Thompson: It’s been a while with Stretch, but I don’t think his defensive ability has ever been in question. I think he’s one of the most vocal and competent defenders I’ve seen at the high school level. He just needed to gain some confidence and more offensive skill to be a plus at the college level, and I think he has probably done that.

I don’t think there will be too many teams that have that kind of athleticism at center. They both run the floor and have athletic ability that will be elite at that position.

Cardwell and Akigbola both had media outlets making mix tapes of their sideline celebrations and on court celebrations. What does the energy they play with bring to the table?

Thompson: I’ve done this for over 30 years and I’ve never had two guys that were more team oriented and selfless players.

You have a kid who didn’t play a game all year, but he was at every practice and every game. He spoke to his team before games he didn’t even play in. He commanded the attention of the players even though he wasn’t playing in the games. He’s just a tremendous, program kind of guy.

Stretch was the best I had ever had at that too, while he was here. I don’t know if it was their upbringings, or what all was entailed in that.

There’s a lot of selfishness in the game, and those two guys were just notorious for putting themselves behind the team and taking care of everyone else first.

The chemistry on those [Auburn] teams should be outstanding. The other thing those two can do is they’ll call you out if you’re not with the group. If you’re not with the group, they’re not afraid to challenge that.

How can the chemistry and leadership established from so many of these guys playing together before college factor into a season with an abnormal off season and potentially an altered regular season?

Thompson: There’s no question that you don’t see many guys come into a program and make leave a footprint like Isaac Okoro did, especially on an older team. He just has a great understanding of the game. Sharife and Stretch played with him, Dylan has been around those guys and they’ve all played in big games against really good players.

Those times they played in the summers, just kicking it around and playing, I think that’ll be a great benefit to Auburn when basketball does start.

[Devan Cambridge] fits right in that mold too. He was with that group during the summer time and they’ve played together a lot.

They probably have a little cohesiveness that not every college team is going to be able to trot out there.

Takeaways

Drew: The biggest questions I have about Cardwell revolved around how he was able to use the time during which he was ineligible to play. Not playing a full season is a negative overall, but there are ways to utilize the time off effectively. Thompson’s responses to these questions make me feel great about where Cardwell is after missing his senior year. I love that he was used in a variety of ways in practice.
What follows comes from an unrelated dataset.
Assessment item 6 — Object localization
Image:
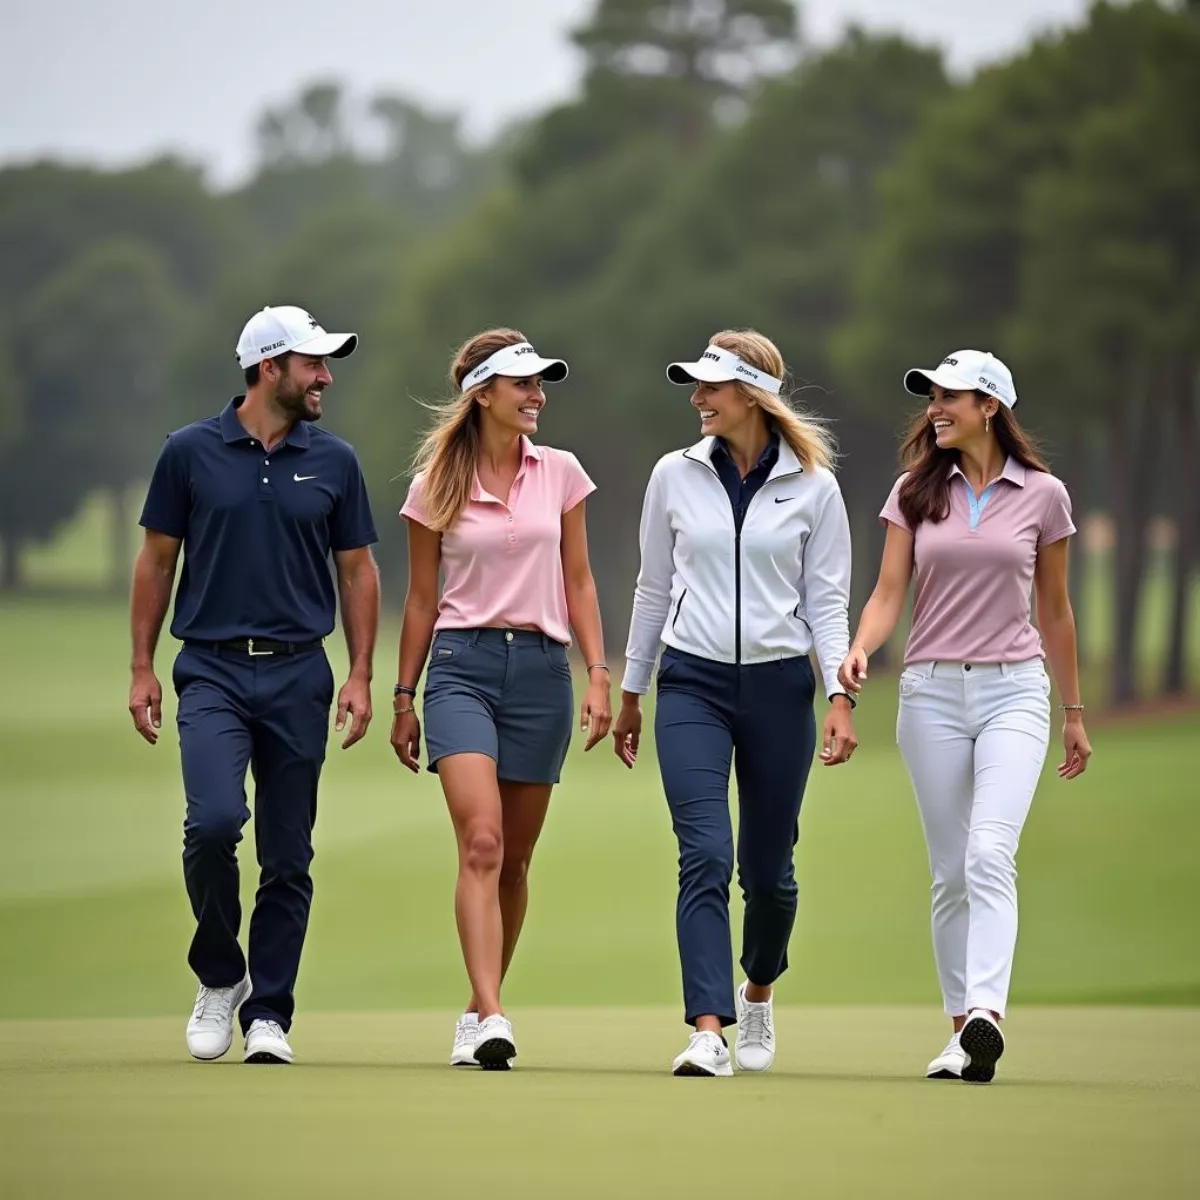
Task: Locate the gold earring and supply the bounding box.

Running ball handling duties, playing on the wing, and taking on other offensive roles that he normally wouldn’t have as much experimental time with against McEachern’s starters can only be a positive factor in his development.

The next point I wanted to emphasize was Cardwell’s team-first approach. As a young center, that’s a good way to get playing time early on and make an impact. Those “grind it out minutes” that don’t always show up in the box score can still be extremely important to a team, and it sounds like Cardwell is fully prepared to contribute to the team any way he can.

Jay: Cardwell working on his perimeter skills and ball handling ability stood out most to me. Several underrated big men have been able to make a name for themselves under Bruce Pearl, thanks to those attributes and defense.

I also liked what Thompson said about Cambridge and the cohesiveness Auburn could have. Auburn will be young, but it will be filled with guys who know each other and come from championship winning back grounds.